Reverb can be perceived as a glue that holds everything together, yet retains enough space to maintain a perceived distance between each element. It makes a three dimensional picture of the soundscape you just recorded, causing you to feel that you can hear the room accompanied by the instrument.
Different modes of reverb
There are quite a few different types of reverb. You can call them reverb modes, or room types. Some of the more common types include; Room, Hall, Chamber, Spring, Plate, and Convolution. In our age, we have access to digital reverb simulators which can simulate, quite realistically, all of these programmed room or reverb modes. Let’s take a look.
- Room reverb – These types simulate the sound of having recorded something in a room. Whether the parameters are for a big room or a drum room, they usually simulate smaller spaces than their Hall/Chamber counterparts.
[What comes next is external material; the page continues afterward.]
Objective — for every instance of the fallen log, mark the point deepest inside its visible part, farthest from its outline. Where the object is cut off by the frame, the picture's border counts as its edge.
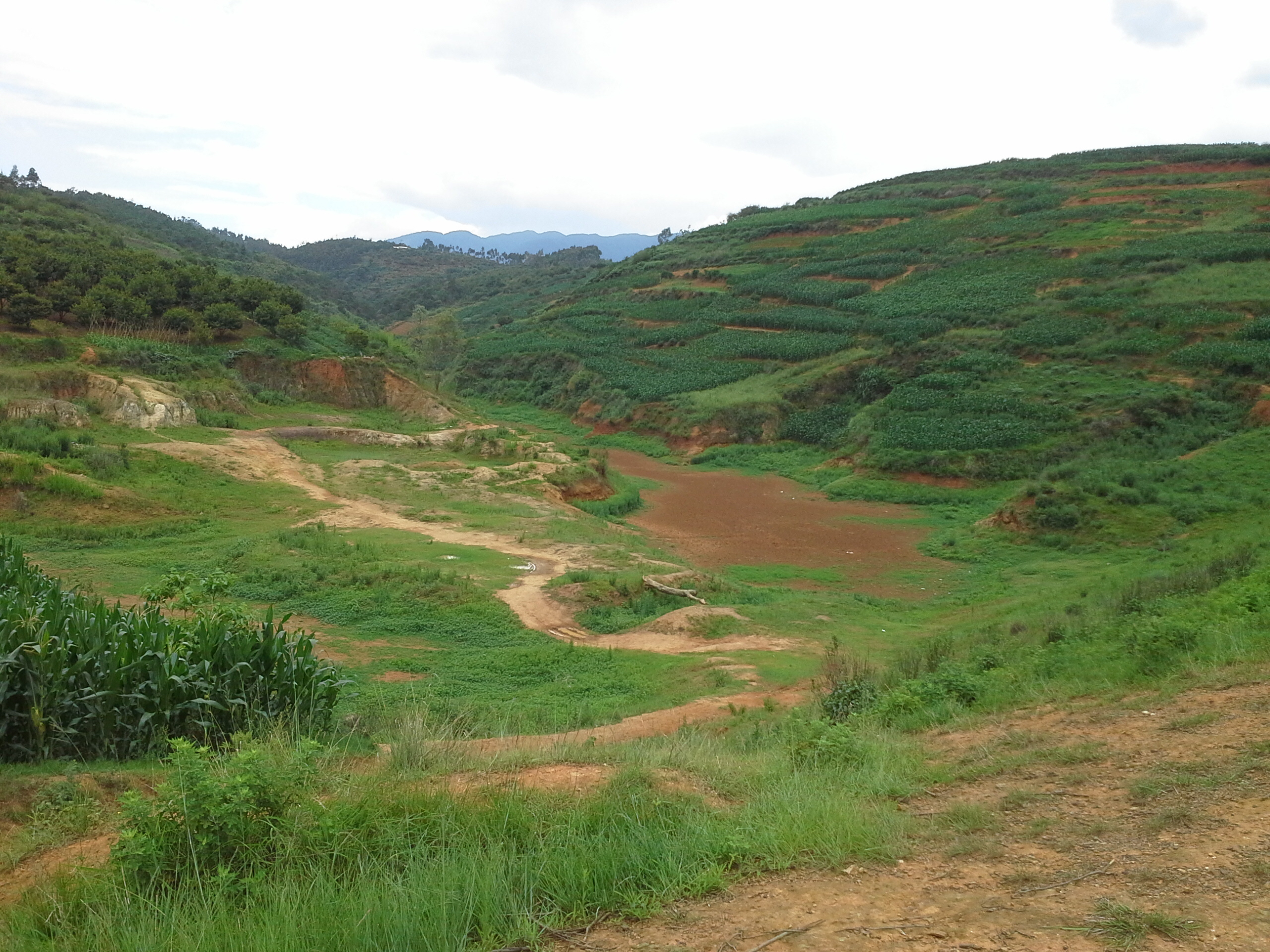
(666, 590)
- Hall reverb – Rich, warm and big are the first adjectives that come to mind when thinking about Hall reverb. These types simulate halls, whether they be medium halls, concert halls, or whatever lush parameter name the hall has.
- Plate reverb – Plate reverb is a personal favorite of mine for vocals. Live, I propably use it too much, but I just think it does wonder to the vocals, without taking it too far or drowning it in reverb. Plate reverb is basically sound being sent to a metal plate which vibrates back and forth. These vibrations are picked up and transformed into an audio signal. Plate reverbs are very bright but clean, so they suit vocals especially.
- Spring reverb – I was once asked what reverb was when I was fooling around with my guitar. I cranked up the reverb on my small practice amp and then kicked it. “That boing you heard?” “Yeah?” “That’s reverb”. Although true is some form, that boing wasn’t all reverb, it was spring reverb. The reverb found on guitar amps so most usually used for guitar.
- Chamber reverb – In the old days, studios had so called echo chambers. In these chambers they had speakers that they routed the audio signal that they wanted to put reverb on. The signal, be it guitar, voice or whatever was produced through the speakers into the chamber and picked up by a microphone that was positioned to capture the reverb in said chambers.
- Convolution reverb – This is the type of reverb that allows digital emulation of real three-dimensional spaces. If you’re familiar with the famous reverb plugin Altiverb, then you have heard convolution reverb. In order to capture a room’s reverb characteristics, an “impulse” sound is played in a real space, such as an opera house or a cathedral, then recorded into a computer. The impulse sound allows the computer to simulate that space just from the impulse sound. This is possibly the best kind of digital reverb around
So now you know a little bit about the reverb modes you most commonly work with. Below I have brainstormed a few fun tips you can use whenever you like to spice things up.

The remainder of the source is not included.